The interesting strength test you cited tested the double fisherman's in conventional cordage. Your results will be worse though undoubtedly more than adequate.


----------



## SINGLE-JACK (Aug 25, 2009)

*Grizzly Splice?*

Concerning Bee-Line and splicing, what's the wisdom about Sherrill's Grizzly-Splice? It seems really good to be able to inspect the line and the splice thread through their transparent heat shrink at any time, before during and after a climb. Any experience? Opinions?


----------



## pdqdl (Aug 25, 2009)

I was hoping you would chime in there Moray!

I have responses in COLOR



moray said:


> Hmmm. This reminds me, with no disrespect intended, of a thread describing how to make a ring-and-ring false crotch using some sort of double braid rope. A huge amount of work to make something that is cheap and easy to make using other materials.
> 
> I don't know about that thread. This is pretty simple: rope, string and needle, & 'biners. What could be easier? You would need to put in the same cross stitching into a splice, so no gain there.
> 
> ...



Yeah, I know...Each rope type will change the test results. But it still documents the strength of the double overhand (fisherman's). I like the unspliced Beeline as a tress cord. It ties and holds very nicely. AFter a bit of use, it does soften up somewhat; I think that improves it's ability to bind on the main line.

Ice Tail might be just as good, I just don't have any of that.


----------



## pdqdl (Aug 26, 2009)

I really don't know what Grizzley-spliced means. I suspect that the products they are selling are just sewn together and heat shrunk. Probably an ok product, but done cheaper than a traditional splice. 

"Grizzley-spliced" sounds like some marketing term that means to convince you that sewing them together is somehow better than a traditional splice. 

They look a bit clunky to work around, too. But then again, so are knots.


----------



## moray (Aug 26, 2009)

Good answer, pdqdl.

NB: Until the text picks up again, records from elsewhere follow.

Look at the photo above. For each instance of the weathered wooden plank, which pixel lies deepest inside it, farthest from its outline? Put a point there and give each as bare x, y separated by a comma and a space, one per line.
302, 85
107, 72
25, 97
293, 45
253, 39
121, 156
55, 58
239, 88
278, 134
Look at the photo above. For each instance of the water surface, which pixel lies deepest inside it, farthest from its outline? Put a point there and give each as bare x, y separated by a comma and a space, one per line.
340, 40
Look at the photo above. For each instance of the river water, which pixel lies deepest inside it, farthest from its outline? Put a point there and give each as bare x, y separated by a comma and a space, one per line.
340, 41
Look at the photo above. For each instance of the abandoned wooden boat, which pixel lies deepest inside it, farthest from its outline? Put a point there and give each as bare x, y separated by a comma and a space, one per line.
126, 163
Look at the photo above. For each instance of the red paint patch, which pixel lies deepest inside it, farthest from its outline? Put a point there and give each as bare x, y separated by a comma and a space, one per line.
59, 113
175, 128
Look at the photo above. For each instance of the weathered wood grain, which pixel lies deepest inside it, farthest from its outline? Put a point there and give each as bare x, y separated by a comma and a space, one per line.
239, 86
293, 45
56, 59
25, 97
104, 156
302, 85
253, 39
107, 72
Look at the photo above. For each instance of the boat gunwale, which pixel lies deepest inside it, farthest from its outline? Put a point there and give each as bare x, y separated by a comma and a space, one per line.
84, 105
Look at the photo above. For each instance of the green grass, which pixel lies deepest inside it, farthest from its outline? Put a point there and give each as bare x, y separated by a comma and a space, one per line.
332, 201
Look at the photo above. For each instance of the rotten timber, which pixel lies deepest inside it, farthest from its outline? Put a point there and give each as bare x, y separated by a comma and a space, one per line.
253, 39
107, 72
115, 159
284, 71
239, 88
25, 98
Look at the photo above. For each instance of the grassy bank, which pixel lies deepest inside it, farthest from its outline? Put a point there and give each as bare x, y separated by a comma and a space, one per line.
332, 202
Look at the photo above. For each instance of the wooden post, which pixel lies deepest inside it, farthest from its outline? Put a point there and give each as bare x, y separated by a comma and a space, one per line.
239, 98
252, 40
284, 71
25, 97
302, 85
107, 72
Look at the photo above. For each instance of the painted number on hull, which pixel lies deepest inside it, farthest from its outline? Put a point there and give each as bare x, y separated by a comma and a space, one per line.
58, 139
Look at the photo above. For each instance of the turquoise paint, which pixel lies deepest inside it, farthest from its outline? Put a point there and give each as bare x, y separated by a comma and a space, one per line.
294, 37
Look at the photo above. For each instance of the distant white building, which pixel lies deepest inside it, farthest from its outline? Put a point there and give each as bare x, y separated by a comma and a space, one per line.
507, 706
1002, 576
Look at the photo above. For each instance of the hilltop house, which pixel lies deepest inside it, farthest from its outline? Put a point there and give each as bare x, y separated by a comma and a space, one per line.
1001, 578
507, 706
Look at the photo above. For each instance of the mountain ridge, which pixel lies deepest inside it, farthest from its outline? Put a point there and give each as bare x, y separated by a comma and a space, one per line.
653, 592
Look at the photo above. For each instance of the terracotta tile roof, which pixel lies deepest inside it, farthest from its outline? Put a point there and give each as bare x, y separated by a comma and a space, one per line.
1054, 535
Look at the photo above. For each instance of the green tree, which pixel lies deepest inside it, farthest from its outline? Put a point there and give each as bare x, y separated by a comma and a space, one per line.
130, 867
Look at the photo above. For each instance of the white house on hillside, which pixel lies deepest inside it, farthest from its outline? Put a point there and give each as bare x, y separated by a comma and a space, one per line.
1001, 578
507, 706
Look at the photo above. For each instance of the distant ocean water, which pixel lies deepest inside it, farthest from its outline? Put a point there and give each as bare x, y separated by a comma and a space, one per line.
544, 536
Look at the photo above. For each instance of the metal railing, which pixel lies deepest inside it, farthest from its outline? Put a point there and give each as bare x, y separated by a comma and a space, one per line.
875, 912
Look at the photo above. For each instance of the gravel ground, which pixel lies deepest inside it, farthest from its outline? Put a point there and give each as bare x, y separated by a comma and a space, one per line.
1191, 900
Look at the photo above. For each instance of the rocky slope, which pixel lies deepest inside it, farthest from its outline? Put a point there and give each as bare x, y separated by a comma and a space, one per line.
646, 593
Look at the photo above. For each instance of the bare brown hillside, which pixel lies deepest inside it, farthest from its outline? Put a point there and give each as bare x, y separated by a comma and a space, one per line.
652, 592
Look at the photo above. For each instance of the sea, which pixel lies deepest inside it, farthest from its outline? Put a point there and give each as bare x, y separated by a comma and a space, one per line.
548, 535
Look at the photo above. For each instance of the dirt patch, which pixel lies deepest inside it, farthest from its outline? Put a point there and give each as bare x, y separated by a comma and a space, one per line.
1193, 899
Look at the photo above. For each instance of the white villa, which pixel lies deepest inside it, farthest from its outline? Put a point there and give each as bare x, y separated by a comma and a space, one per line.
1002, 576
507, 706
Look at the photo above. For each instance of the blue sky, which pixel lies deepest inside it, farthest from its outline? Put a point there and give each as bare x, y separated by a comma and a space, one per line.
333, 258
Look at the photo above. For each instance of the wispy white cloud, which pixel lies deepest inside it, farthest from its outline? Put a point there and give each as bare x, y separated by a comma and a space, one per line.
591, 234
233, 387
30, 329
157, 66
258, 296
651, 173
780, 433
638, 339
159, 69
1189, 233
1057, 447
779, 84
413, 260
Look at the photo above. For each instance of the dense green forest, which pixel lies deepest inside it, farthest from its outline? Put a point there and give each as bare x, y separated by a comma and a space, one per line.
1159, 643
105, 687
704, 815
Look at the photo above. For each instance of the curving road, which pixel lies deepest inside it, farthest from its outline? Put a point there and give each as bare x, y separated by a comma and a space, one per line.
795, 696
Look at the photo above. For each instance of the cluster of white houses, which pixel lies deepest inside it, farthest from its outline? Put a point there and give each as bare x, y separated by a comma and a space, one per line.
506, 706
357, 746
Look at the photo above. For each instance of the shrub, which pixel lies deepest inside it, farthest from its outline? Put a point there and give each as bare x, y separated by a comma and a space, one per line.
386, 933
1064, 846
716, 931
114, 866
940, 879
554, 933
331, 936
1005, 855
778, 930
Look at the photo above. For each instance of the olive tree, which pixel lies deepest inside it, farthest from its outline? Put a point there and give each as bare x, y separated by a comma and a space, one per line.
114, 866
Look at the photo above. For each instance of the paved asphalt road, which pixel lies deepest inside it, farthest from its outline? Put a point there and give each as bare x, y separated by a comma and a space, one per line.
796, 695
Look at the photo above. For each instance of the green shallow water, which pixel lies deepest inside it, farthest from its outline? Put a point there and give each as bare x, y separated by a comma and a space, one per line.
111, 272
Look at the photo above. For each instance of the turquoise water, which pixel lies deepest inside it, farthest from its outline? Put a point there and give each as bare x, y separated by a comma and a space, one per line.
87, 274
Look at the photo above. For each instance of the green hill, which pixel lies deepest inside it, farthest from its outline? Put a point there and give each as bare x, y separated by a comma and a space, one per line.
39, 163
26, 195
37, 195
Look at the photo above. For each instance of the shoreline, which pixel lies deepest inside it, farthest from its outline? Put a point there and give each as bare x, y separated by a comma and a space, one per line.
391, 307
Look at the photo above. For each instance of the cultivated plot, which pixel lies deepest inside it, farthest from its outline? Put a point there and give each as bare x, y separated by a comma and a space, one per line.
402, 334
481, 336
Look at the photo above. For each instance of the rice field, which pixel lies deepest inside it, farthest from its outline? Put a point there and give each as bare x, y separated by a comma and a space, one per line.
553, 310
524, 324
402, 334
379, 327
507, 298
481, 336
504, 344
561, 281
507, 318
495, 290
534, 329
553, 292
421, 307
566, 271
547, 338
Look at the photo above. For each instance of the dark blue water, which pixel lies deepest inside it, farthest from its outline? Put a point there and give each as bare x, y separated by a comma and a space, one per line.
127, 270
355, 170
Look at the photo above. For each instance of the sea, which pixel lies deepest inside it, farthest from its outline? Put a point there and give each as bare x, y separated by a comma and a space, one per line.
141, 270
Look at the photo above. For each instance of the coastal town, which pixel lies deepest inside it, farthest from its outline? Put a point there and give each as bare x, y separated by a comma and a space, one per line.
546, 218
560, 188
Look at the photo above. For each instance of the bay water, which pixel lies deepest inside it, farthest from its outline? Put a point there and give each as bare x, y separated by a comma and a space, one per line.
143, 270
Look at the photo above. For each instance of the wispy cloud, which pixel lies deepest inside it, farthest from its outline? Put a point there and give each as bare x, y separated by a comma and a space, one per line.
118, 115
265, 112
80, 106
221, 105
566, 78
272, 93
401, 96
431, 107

And since I have never so much as held any Beeline in my hand, I probably shouldn't have opened my mouth in the first place. I have plans to test some one of these days.


----------



## outofmytree (Aug 26, 2009)

046 said:


> being the devil's advocate.... sewing through the rope could cut internal cords.
> 
> it'd be a good idea to send a few of your finished knots for pull to destruction testing.
> 
> ...



What do you do when you want to pass your lifeline through a cambium saver?

I am a big fishermans fan. Triple for stoppers and double for loops. Superglue is recommended by the supplier of beeline over here as the "approved" method of preventing kermantle creeping.


----------



## moray (Aug 26, 2009)

outofmytree said:


> ...I am a big fishermans fan. Triple for stoppers and double for loops. Superglue is recommended by the supplier of beeline over here as the "approved" method of preventing kermantle creeping.



While you guys are busy supergluing and seizing and tying huge knots backed up by big knots, I could build a small boat. Or splice about 20 tress cords in Ice Tail! But I love the pictures of your work!


----------



## pdqdl (Aug 26, 2009)

Now wait a minute! Them's fightin' words! :jester:

I'll bet huge volumes of money that I can tie a double fisherman knot faster than you can stuff a tail on a splice. And I know that you are not noticeably faster at cross stitching, either.

Besides, I would make you do a class II double braid splice with locking brummel, since you don't get to compare using IceTail. Althogh I haven't had my hands on any of that, rumor has it that it flattens out too much and makes a wishy-washy tress cord. So there!

046's rope shown above looks like 16 strand, and I KNOW you can't splice that faster than he can tie and whip a triple F.


----------



## 046 (Aug 26, 2009)

triple fisherman shown is on a split tail and obviously not meant to be untied. termination knots that need to be untied uses a figure eight backed up with a double fisherman. 

these are the termination knots I trust my life to. 








outofmytree said:


> What do you do when you want to pass your lifeline through a cambium saver?
> 
> I am a big fishermans fan. Triple for stoppers and double for loops. Superglue is recommended by the supplier of beeline over here as the "approved" method of preventing kermantle creeping.


----------



## moray (Aug 26, 2009)

pdqdl said:


> Now wait a minute! Them's fightin' words! :jester:
> 
> I'll bet huge volumes of money that I can tie a double fisherman knot faster than you can stuff a tail on a splice. And I know that you are not noticeably faster at cross stitching, either...



Ah, well, if you're going to resort to the facts, then I lose.


----------



## SINGLE-JACK (Aug 26, 2009)

046 said:


>



Your triple with seizing is really nice work. Curious though, why you don't use frapping turns. Am I wasting my time?


----------